Conselheiro recebeu dinheiro de acusado de intermediar propina, diz Corte suíça. Foto: Evelson de Freitas/Estadão

O acórdão se refere a decisão da corte suíça que rejeitou recurso de Indelicato - o empresário queria evitar que a Suíça enviasse para o Brasil documentos relativos à sua movimentação bancária naquele país. Indelicato mantém conta na mesma instituição financeira onde Marinho depositou um total de US$ 1,1 milhão. Desse total, segundo os investigadores suíços, US$ 950 mil foram repassados por Indelicato para o conselheiro.

A decisão destaca ainda que em 1998 Marinho foi à França para assistir à Copa do Mundo de futebol às custas da Alstom. O conselheiro, na ocasião, aproveitou para visitar as empresas da multinacional francesa.

Identificação.

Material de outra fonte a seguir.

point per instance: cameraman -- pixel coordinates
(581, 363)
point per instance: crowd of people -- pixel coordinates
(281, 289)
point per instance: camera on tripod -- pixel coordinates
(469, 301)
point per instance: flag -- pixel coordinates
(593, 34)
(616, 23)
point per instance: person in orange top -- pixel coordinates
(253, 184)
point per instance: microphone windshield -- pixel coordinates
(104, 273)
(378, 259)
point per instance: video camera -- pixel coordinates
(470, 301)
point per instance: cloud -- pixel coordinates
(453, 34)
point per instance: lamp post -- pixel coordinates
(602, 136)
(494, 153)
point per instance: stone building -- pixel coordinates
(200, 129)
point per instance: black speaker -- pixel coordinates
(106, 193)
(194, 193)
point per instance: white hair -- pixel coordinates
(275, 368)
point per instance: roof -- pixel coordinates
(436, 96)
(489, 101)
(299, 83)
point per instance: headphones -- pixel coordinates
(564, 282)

O acórdão identifica os investigados por letras. No caso de Marinho, os suíços o identificam pela letra "I". Indelicato e sua mulher, Luci Lopes Indelicato, são identificados pelas letras "A" e "B", respectivamente.Trata-se de um método usual na Suíça para preservar a identidade dos acusados. Mas o acórdão descreve funções e atividades dos investigados que levam à certeza dos promotores e procuradores brasileiros sobre a participação de Marinho.

No caso da letra "I", os suíços destacam no documento " sua qualidade de magistrado junto ao Tribunal de Contas "- referência feita na página 24 do acórdão.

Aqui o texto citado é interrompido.